Is the corn going to make it? Will it mature before Ontario farmers are greeted by the first killing frost?
Those were the two big questions that dominated conversations at Canada’s Outdoor Farm Show this week in Woodstock, Ontario. To get a good understanding of the challenges the provincial corn crop is facing, RealAgriculture sent agronomist Peter Johnson out to scout fields and look for evidence of the huge variability farmers are seeing in the slow maturing crop.
In this episode of the Corn School, Johnson tells Bernard Tobin that he looked for four hours before finding a field of corn at half milk line (the maturity stage the crop should reach by Sept 12). At this stage the crop requires 12 to 15 days to reach black layer and physiological maturity.
Johnson says he found an alarming number of fields that were still in the milk stage where kernels had no dent and will require up to 35 days to reach maturity. He also observed many fields where cobs were at early dent stage and could require up to another 30 days.
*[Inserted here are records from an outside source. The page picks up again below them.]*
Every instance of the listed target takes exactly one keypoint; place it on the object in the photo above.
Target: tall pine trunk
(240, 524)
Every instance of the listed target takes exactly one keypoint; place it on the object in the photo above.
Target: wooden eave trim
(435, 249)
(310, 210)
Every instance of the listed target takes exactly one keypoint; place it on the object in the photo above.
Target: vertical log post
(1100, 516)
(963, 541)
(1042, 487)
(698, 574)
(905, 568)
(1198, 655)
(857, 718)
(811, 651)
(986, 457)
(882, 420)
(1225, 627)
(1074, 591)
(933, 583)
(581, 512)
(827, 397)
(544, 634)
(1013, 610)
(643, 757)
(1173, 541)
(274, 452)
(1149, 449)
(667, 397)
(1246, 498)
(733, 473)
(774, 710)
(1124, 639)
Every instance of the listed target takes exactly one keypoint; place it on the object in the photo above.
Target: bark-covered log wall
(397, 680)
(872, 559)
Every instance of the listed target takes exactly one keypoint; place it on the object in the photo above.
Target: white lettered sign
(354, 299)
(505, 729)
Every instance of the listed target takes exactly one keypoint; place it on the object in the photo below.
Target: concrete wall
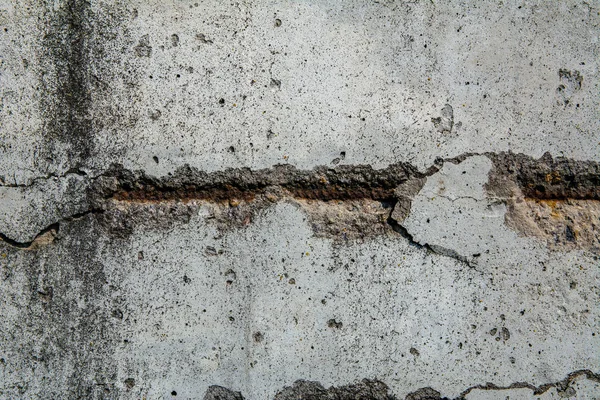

Obviously, the potential for a killing frost could quickly end the race to maturity, but the cold nights of early September have also been producing cold shock that can halt starch accumulation for up to two to three days before the plant can rebound and restart. Johnson explains that these disruptions can stretch out the grain fill process even further and significantly increase the days required to reach maturity.
So, will all this corn mature? It will come down to the weather, says Johnson who stresses that he’s an agronomist, not a meteorologist. “If I knew the weather, I wouldn’t be worried about black layer, I would go play the markets.”